# How Much Speed You Get With MTNL 512 kbps broadband



## av43302 (Oct 1, 2008)

I have MTNL Triband 512 UL connection,When I test my speed at speakeasy.net

I am getting speed shown in diagram
*img134.imageshack.us/img134/6013/58068576oj5.jpg

When I check my speed at speedtest.net,it shows

*www.speedtest.net/result/332059013.png

how abouts you guys,can you have more speed...


----------



## comp@ddict (Oct 1, 2008)

I nvr tried the test cause it takes time-and patience is not one of my qualities.
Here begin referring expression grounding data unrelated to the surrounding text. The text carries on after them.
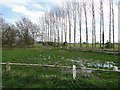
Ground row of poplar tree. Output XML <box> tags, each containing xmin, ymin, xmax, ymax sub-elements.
<box><xmin>1</xmin><ymin>0</ymin><xmax>115</xmax><ymax>49</ymax></box>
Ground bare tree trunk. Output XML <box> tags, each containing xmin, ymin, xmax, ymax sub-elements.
<box><xmin>51</xmin><ymin>14</ymin><xmax>55</xmax><ymax>42</ymax></box>
<box><xmin>57</xmin><ymin>19</ymin><xmax>59</xmax><ymax>46</ymax></box>
<box><xmin>55</xmin><ymin>14</ymin><xmax>57</xmax><ymax>43</ymax></box>
<box><xmin>73</xmin><ymin>3</ymin><xmax>76</xmax><ymax>48</ymax></box>
<box><xmin>63</xmin><ymin>11</ymin><xmax>67</xmax><ymax>45</ymax></box>
<box><xmin>55</xmin><ymin>22</ymin><xmax>57</xmax><ymax>43</ymax></box>
<box><xmin>63</xmin><ymin>3</ymin><xmax>67</xmax><ymax>44</ymax></box>
<box><xmin>92</xmin><ymin>0</ymin><xmax>96</xmax><ymax>48</ymax></box>
<box><xmin>61</xmin><ymin>17</ymin><xmax>63</xmax><ymax>43</ymax></box>
<box><xmin>45</xmin><ymin>14</ymin><xmax>49</xmax><ymax>42</ymax></box>
<box><xmin>47</xmin><ymin>23</ymin><xmax>49</xmax><ymax>42</ymax></box>
<box><xmin>68</xmin><ymin>11</ymin><xmax>71</xmax><ymax>48</ymax></box>
<box><xmin>79</xmin><ymin>11</ymin><xmax>82</xmax><ymax>48</ymax></box>
<box><xmin>78</xmin><ymin>3</ymin><xmax>82</xmax><ymax>48</ymax></box>
<box><xmin>112</xmin><ymin>0</ymin><xmax>114</xmax><ymax>49</ymax></box>
<box><xmin>101</xmin><ymin>0</ymin><xmax>104</xmax><ymax>48</ymax></box>
<box><xmin>78</xmin><ymin>4</ymin><xmax>82</xmax><ymax>47</ymax></box>
<box><xmin>49</xmin><ymin>13</ymin><xmax>52</xmax><ymax>42</ymax></box>
<box><xmin>52</xmin><ymin>13</ymin><xmax>56</xmax><ymax>43</ymax></box>
<box><xmin>109</xmin><ymin>0</ymin><xmax>112</xmax><ymax>44</ymax></box>
<box><xmin>83</xmin><ymin>3</ymin><xmax>88</xmax><ymax>48</ymax></box>
<box><xmin>100</xmin><ymin>1</ymin><xmax>102</xmax><ymax>48</ymax></box>
<box><xmin>100</xmin><ymin>0</ymin><xmax>104</xmax><ymax>49</ymax></box>
<box><xmin>65</xmin><ymin>14</ymin><xmax>67</xmax><ymax>43</ymax></box>
<box><xmin>58</xmin><ymin>15</ymin><xmax>61</xmax><ymax>46</ymax></box>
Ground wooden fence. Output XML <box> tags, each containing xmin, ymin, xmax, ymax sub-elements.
<box><xmin>1</xmin><ymin>62</ymin><xmax>120</xmax><ymax>73</ymax></box>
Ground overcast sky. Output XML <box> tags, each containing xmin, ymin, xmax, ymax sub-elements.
<box><xmin>0</xmin><ymin>0</ymin><xmax>119</xmax><ymax>43</ymax></box>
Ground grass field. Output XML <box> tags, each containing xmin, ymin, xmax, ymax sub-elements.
<box><xmin>2</xmin><ymin>65</ymin><xmax>120</xmax><ymax>88</ymax></box>
<box><xmin>2</xmin><ymin>45</ymin><xmax>120</xmax><ymax>88</ymax></box>
<box><xmin>67</xmin><ymin>43</ymin><xmax>119</xmax><ymax>51</ymax></box>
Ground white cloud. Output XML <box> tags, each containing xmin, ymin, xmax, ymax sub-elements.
<box><xmin>12</xmin><ymin>6</ymin><xmax>27</xmax><ymax>13</ymax></box>
<box><xmin>1</xmin><ymin>0</ymin><xmax>29</xmax><ymax>8</ymax></box>
<box><xmin>11</xmin><ymin>5</ymin><xmax>45</xmax><ymax>23</ymax></box>
<box><xmin>1</xmin><ymin>0</ymin><xmax>46</xmax><ymax>23</ymax></box>
<box><xmin>32</xmin><ymin>3</ymin><xmax>44</xmax><ymax>10</ymax></box>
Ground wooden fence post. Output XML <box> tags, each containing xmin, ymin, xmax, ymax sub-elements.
<box><xmin>73</xmin><ymin>65</ymin><xmax>76</xmax><ymax>80</ymax></box>
<box><xmin>6</xmin><ymin>62</ymin><xmax>10</xmax><ymax>72</ymax></box>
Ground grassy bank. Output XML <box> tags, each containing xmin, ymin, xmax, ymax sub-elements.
<box><xmin>2</xmin><ymin>45</ymin><xmax>120</xmax><ymax>88</ymax></box>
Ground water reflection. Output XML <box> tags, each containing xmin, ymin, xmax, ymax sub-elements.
<box><xmin>68</xmin><ymin>59</ymin><xmax>118</xmax><ymax>70</ymax></box>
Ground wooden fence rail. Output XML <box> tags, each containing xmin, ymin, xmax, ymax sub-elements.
<box><xmin>0</xmin><ymin>62</ymin><xmax>120</xmax><ymax>73</ymax></box>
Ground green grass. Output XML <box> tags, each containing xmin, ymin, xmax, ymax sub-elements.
<box><xmin>2</xmin><ymin>65</ymin><xmax>120</xmax><ymax>88</ymax></box>
<box><xmin>2</xmin><ymin>45</ymin><xmax>120</xmax><ymax>66</ymax></box>
<box><xmin>2</xmin><ymin>45</ymin><xmax>120</xmax><ymax>88</ymax></box>
<box><xmin>68</xmin><ymin>43</ymin><xmax>119</xmax><ymax>51</ymax></box>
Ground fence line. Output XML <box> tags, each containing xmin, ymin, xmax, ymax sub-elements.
<box><xmin>1</xmin><ymin>62</ymin><xmax>120</xmax><ymax>72</ymax></box>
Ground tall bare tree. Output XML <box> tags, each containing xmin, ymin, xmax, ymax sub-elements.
<box><xmin>2</xmin><ymin>23</ymin><xmax>16</xmax><ymax>48</ymax></box>
<box><xmin>109</xmin><ymin>0</ymin><xmax>112</xmax><ymax>44</ymax></box>
<box><xmin>83</xmin><ymin>3</ymin><xmax>88</xmax><ymax>48</ymax></box>
<box><xmin>16</xmin><ymin>17</ymin><xmax>36</xmax><ymax>47</ymax></box>
<box><xmin>112</xmin><ymin>0</ymin><xmax>115</xmax><ymax>49</ymax></box>
<box><xmin>66</xmin><ymin>2</ymin><xmax>72</xmax><ymax>48</ymax></box>
<box><xmin>78</xmin><ymin>2</ymin><xmax>82</xmax><ymax>48</ymax></box>
<box><xmin>44</xmin><ymin>13</ymin><xmax>49</xmax><ymax>42</ymax></box>
<box><xmin>64</xmin><ymin>3</ymin><xmax>68</xmax><ymax>44</ymax></box>
<box><xmin>73</xmin><ymin>2</ymin><xmax>77</xmax><ymax>48</ymax></box>
<box><xmin>92</xmin><ymin>0</ymin><xmax>96</xmax><ymax>48</ymax></box>
<box><xmin>100</xmin><ymin>0</ymin><xmax>104</xmax><ymax>48</ymax></box>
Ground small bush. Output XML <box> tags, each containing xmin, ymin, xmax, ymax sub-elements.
<box><xmin>63</xmin><ymin>42</ymin><xmax>67</xmax><ymax>46</ymax></box>
<box><xmin>105</xmin><ymin>41</ymin><xmax>113</xmax><ymax>49</ymax></box>
<box><xmin>42</xmin><ymin>42</ymin><xmax>54</xmax><ymax>46</ymax></box>
<box><xmin>83</xmin><ymin>42</ymin><xmax>86</xmax><ymax>44</ymax></box>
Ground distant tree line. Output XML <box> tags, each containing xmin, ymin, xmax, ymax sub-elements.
<box><xmin>1</xmin><ymin>0</ymin><xmax>115</xmax><ymax>49</ymax></box>
<box><xmin>1</xmin><ymin>17</ymin><xmax>40</xmax><ymax>48</ymax></box>
<box><xmin>38</xmin><ymin>0</ymin><xmax>115</xmax><ymax>49</ymax></box>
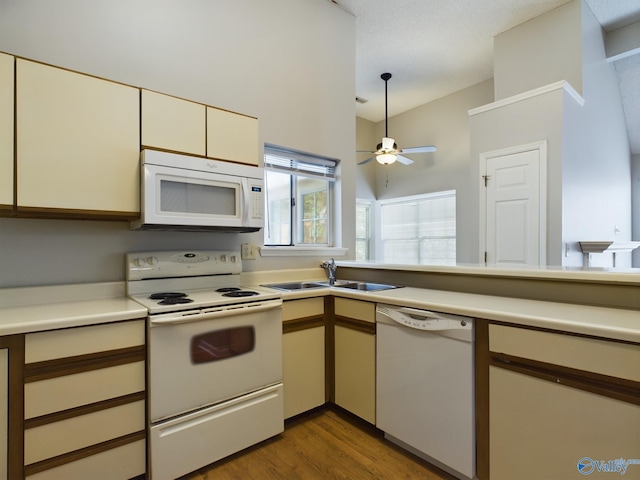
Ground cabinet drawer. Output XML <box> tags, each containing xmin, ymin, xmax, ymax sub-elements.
<box><xmin>489</xmin><ymin>324</ymin><xmax>640</xmax><ymax>381</ymax></box>
<box><xmin>25</xmin><ymin>320</ymin><xmax>145</xmax><ymax>363</ymax></box>
<box><xmin>282</xmin><ymin>298</ymin><xmax>324</xmax><ymax>322</ymax></box>
<box><xmin>26</xmin><ymin>439</ymin><xmax>145</xmax><ymax>480</ymax></box>
<box><xmin>25</xmin><ymin>400</ymin><xmax>144</xmax><ymax>465</ymax></box>
<box><xmin>335</xmin><ymin>298</ymin><xmax>375</xmax><ymax>323</ymax></box>
<box><xmin>25</xmin><ymin>361</ymin><xmax>145</xmax><ymax>419</ymax></box>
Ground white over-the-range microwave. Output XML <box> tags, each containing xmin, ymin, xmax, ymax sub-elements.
<box><xmin>130</xmin><ymin>150</ymin><xmax>264</xmax><ymax>232</ymax></box>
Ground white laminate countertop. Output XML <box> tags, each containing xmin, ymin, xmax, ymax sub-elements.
<box><xmin>335</xmin><ymin>260</ymin><xmax>640</xmax><ymax>285</ymax></box>
<box><xmin>0</xmin><ymin>282</ymin><xmax>147</xmax><ymax>336</ymax></box>
<box><xmin>276</xmin><ymin>286</ymin><xmax>640</xmax><ymax>343</ymax></box>
<box><xmin>0</xmin><ymin>278</ymin><xmax>638</xmax><ymax>342</ymax></box>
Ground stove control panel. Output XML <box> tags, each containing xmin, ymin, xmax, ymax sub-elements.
<box><xmin>126</xmin><ymin>250</ymin><xmax>241</xmax><ymax>281</ymax></box>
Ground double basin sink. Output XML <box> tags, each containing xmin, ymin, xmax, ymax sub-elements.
<box><xmin>263</xmin><ymin>280</ymin><xmax>401</xmax><ymax>292</ymax></box>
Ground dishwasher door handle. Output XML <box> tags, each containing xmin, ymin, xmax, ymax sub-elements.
<box><xmin>377</xmin><ymin>304</ymin><xmax>473</xmax><ymax>337</ymax></box>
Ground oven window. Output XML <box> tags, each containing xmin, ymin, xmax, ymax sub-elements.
<box><xmin>191</xmin><ymin>326</ymin><xmax>255</xmax><ymax>364</ymax></box>
<box><xmin>161</xmin><ymin>180</ymin><xmax>237</xmax><ymax>216</ymax></box>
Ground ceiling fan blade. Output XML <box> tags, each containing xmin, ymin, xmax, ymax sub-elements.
<box><xmin>357</xmin><ymin>156</ymin><xmax>375</xmax><ymax>165</ymax></box>
<box><xmin>399</xmin><ymin>145</ymin><xmax>437</xmax><ymax>154</ymax></box>
<box><xmin>396</xmin><ymin>155</ymin><xmax>414</xmax><ymax>165</ymax></box>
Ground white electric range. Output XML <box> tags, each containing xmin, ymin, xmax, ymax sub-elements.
<box><xmin>126</xmin><ymin>250</ymin><xmax>284</xmax><ymax>480</ymax></box>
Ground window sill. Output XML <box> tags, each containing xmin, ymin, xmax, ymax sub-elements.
<box><xmin>260</xmin><ymin>246</ymin><xmax>349</xmax><ymax>257</ymax></box>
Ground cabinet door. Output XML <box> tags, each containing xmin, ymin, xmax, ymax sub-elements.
<box><xmin>333</xmin><ymin>298</ymin><xmax>376</xmax><ymax>424</ymax></box>
<box><xmin>16</xmin><ymin>59</ymin><xmax>140</xmax><ymax>215</ymax></box>
<box><xmin>334</xmin><ymin>326</ymin><xmax>375</xmax><ymax>424</ymax></box>
<box><xmin>0</xmin><ymin>53</ymin><xmax>13</xmax><ymax>210</ymax></box>
<box><xmin>0</xmin><ymin>348</ymin><xmax>7</xmax><ymax>480</ymax></box>
<box><xmin>490</xmin><ymin>366</ymin><xmax>640</xmax><ymax>480</ymax></box>
<box><xmin>282</xmin><ymin>298</ymin><xmax>325</xmax><ymax>419</ymax></box>
<box><xmin>141</xmin><ymin>90</ymin><xmax>206</xmax><ymax>156</ymax></box>
<box><xmin>283</xmin><ymin>327</ymin><xmax>325</xmax><ymax>419</ymax></box>
<box><xmin>206</xmin><ymin>107</ymin><xmax>259</xmax><ymax>166</ymax></box>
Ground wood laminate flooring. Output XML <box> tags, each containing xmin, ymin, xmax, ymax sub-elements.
<box><xmin>181</xmin><ymin>407</ymin><xmax>453</xmax><ymax>480</ymax></box>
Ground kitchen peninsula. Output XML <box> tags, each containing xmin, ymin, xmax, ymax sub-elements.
<box><xmin>0</xmin><ymin>262</ymin><xmax>639</xmax><ymax>479</ymax></box>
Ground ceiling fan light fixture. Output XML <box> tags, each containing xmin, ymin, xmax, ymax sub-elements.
<box><xmin>381</xmin><ymin>137</ymin><xmax>395</xmax><ymax>150</ymax></box>
<box><xmin>376</xmin><ymin>153</ymin><xmax>397</xmax><ymax>165</ymax></box>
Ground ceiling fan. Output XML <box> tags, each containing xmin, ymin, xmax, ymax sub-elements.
<box><xmin>357</xmin><ymin>73</ymin><xmax>437</xmax><ymax>166</ymax></box>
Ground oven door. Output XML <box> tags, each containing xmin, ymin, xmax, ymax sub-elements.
<box><xmin>148</xmin><ymin>300</ymin><xmax>283</xmax><ymax>422</ymax></box>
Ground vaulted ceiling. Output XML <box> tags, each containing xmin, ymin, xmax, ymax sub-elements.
<box><xmin>334</xmin><ymin>0</ymin><xmax>640</xmax><ymax>154</ymax></box>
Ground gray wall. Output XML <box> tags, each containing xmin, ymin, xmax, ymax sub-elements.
<box><xmin>356</xmin><ymin>0</ymin><xmax>634</xmax><ymax>267</ymax></box>
<box><xmin>0</xmin><ymin>0</ymin><xmax>356</xmax><ymax>287</ymax></box>
<box><xmin>561</xmin><ymin>2</ymin><xmax>631</xmax><ymax>267</ymax></box>
<box><xmin>493</xmin><ymin>0</ymin><xmax>582</xmax><ymax>99</ymax></box>
<box><xmin>355</xmin><ymin>80</ymin><xmax>495</xmax><ymax>262</ymax></box>
<box><xmin>469</xmin><ymin>86</ymin><xmax>566</xmax><ymax>265</ymax></box>
<box><xmin>633</xmin><ymin>153</ymin><xmax>640</xmax><ymax>266</ymax></box>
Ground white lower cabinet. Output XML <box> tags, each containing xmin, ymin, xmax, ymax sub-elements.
<box><xmin>333</xmin><ymin>298</ymin><xmax>376</xmax><ymax>424</ymax></box>
<box><xmin>282</xmin><ymin>298</ymin><xmax>326</xmax><ymax>419</ymax></box>
<box><xmin>23</xmin><ymin>320</ymin><xmax>146</xmax><ymax>480</ymax></box>
<box><xmin>490</xmin><ymin>366</ymin><xmax>640</xmax><ymax>480</ymax></box>
<box><xmin>486</xmin><ymin>323</ymin><xmax>640</xmax><ymax>480</ymax></box>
I'm assured of 1mpbs, a.k.a. ~115kpbs actual download speed so happy


----------



## ashu888ashu888 (Oct 2, 2008)

Well i hv a DSL 849 Night UL (its 256 kbps conn..) MTNL TRIBAND connection and i get 210-220 kbps d/load speed(via torrents) and 110kbps upload speed... well, im not concerned abt uploads,

but yes, since the 00.00 to 08.00 hrs free Night d/load is provided, so i had gone with this plan.. 
----------------


----------



## comp@ddict (Oct 2, 2008)

I just download 1gb max outta the 2gb limit......


----------



## ashu888ashu888 (Oct 2, 2008)

i see, wats ur bill plan for BB ??

mine is 1.25 GB limit..per month


----------



## comp@ddict (Oct 2, 2008)

1mbps speed
2gb upload/download
1 month validity

AIRTEL BROADBAND


----------



## ashu888ashu888 (Oct 2, 2008)

I see, so wat are:

1.) the pre requisites for getting a airtel bb ?? 
2.) is it fast adn stable enough wen left unattended for night d/loads ?
3.) do we hv to own a airtel landline/ the airtel ppl gives us the landline ?
4.) wats the total cost u are paying for using that connection per month ?
-------------

Coz, im also planning to switch over to airtel bb..


----------



## comp@ddict (Oct 2, 2008)

Hmm..u need to submit a passport photo and fill in details they ask for.
Then yes, very reliable, their team helps immediately, if not on phone, in person withing 2 hours at the max(for me).
It's fast, u get full speed 24x7, only night time, it smwhat goes down a li'l(from 50kbps to 35kbps on an average), cause more ppl tend to download with night plans and the load is more on the download servers to be precise.
No you don't have to own a landline, they'll install one and u'll just hav to pay for the calls.
Well, currently I went bak to 512kbps, cause face it, I don't need 1mbps.
I'm not sure, it's Rs.999 smthing.....+ Rs. 150approx taxes(i don't pay a penny, all free for me, office)


----------